A couple of months ago, a minister of the Union government, Giriraj Singh, referred to the Shia stand for promoting the parivar’s agenda: “Shias have already supported the construction of a Ram Temple in Ayodhya. I’m hopeful Sunni Muslims will also extend their support for the cause.”

These recent developments are revealing, on the one hand, of the division of the Muslims along sectarian lines (something also evident from the way some Bohra leaders relate to the rest of the Muslim community) and, on the other, of the capacity of the sangh parivar to receive support from sectors of this community to legitimise its plans, at a time when the Ayodhya dispute enters a critical phase.

Whether the alignment of Shias with the sangh parivar is sustainable and likely to bring the expected results remains to be seen.

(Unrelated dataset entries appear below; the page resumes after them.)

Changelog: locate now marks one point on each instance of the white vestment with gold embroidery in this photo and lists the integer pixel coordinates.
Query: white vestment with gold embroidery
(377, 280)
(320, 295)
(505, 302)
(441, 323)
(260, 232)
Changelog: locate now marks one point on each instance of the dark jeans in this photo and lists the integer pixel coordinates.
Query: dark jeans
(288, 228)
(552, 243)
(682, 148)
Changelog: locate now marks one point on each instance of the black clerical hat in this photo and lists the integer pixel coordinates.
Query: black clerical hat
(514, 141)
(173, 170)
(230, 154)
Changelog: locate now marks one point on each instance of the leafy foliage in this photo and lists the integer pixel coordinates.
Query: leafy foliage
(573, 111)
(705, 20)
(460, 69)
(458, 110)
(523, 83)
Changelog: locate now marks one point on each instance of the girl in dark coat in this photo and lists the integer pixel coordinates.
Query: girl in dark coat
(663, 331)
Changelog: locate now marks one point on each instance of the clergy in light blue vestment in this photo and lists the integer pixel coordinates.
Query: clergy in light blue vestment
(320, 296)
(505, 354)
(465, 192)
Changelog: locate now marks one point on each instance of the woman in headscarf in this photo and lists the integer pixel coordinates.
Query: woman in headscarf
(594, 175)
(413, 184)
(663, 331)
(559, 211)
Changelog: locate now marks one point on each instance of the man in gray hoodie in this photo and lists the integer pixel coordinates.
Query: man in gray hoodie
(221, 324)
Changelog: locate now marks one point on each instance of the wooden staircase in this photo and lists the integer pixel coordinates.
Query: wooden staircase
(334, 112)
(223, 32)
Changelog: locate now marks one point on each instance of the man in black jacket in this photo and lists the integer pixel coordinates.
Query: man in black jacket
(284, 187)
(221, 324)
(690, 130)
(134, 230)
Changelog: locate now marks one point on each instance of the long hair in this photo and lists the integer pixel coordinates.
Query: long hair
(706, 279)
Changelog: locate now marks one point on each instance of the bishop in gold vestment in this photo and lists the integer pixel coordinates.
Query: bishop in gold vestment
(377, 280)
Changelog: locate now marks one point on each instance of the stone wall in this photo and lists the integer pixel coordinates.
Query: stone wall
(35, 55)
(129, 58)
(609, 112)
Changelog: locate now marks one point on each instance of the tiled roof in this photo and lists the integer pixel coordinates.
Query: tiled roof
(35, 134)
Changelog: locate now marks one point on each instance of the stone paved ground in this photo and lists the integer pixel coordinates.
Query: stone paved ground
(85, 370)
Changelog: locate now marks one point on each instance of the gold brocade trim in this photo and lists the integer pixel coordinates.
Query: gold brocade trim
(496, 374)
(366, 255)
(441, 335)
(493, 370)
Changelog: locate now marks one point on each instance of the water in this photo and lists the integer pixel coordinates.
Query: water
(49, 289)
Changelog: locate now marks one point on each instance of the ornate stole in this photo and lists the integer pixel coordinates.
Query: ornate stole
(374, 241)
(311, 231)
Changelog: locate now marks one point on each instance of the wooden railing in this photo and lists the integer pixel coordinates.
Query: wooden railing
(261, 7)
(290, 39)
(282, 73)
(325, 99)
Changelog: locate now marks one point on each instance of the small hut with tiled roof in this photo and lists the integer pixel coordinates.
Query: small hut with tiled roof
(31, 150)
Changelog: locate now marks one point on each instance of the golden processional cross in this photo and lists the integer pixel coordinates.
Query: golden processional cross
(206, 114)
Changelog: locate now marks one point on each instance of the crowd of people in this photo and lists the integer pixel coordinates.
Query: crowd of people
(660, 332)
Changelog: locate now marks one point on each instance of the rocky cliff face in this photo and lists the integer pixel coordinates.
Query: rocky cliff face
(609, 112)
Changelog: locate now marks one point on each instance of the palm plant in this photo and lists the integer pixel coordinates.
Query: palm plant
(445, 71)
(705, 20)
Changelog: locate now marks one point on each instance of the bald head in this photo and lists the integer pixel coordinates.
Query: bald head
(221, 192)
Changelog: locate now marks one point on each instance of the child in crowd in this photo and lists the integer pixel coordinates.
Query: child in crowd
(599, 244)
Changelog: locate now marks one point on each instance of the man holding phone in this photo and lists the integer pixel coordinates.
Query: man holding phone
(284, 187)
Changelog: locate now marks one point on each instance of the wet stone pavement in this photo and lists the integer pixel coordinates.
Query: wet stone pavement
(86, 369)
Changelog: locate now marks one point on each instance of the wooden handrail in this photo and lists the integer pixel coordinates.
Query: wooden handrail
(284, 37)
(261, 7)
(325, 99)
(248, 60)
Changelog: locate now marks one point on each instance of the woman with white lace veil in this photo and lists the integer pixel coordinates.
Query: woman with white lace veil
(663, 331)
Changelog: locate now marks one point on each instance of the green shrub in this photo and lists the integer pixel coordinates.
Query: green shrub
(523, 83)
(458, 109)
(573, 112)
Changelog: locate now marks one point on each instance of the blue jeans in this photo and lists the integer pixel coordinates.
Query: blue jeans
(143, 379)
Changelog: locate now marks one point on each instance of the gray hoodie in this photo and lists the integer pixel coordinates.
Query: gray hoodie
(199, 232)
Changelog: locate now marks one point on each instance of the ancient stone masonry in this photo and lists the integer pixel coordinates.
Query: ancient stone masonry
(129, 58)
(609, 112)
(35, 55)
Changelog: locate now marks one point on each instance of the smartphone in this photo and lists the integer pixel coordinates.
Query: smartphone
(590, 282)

Shias of Lucknow were supportive of the Jana Sangh, the BJP’s earlier avatar. Even before the All India Shia Personal Law Board was founded by Mirza Athar in 2005, his son Yasoob Abbas, openly supported Atal Bihari Vajpayee, the Lucknow MP, and Mohsin Raza organised a motorcycle rally for him when he became PM. But the Shias did not get much in return. So much so that in March 2017, Yasoob Abbas pleaded to Yogi Adityanath for the formation of a Sachar committee-like Commission to ensure the welfare of Shias. In fact, the main beneficiaries of the collaboration between Shias and the BJP are the leaders of the community who could get one kursi or another. Now, these leaders are divided along factional lines.

Last but not least, several Shia leaders suffer opprobrium, either because they face charges of bungling of Waqf properties or because they have supported vigorously the agenda of the sangh parivar. Shamil Shamsi, for instance, lost some credibility when he declared, in the wake of the 2010 Babri Masjid judgement, that he would give Rs 15 lakh for the construction of the Ram Temple. In fact, Shia leaders have a proven record of changing loyalties and their popularity has eroded, as was evident during the last municipal elections. But the sangh parivar may need the blessing of a few of them for claiming that Hindus are not the only supporters of a Ram Mandir in Ayodhya.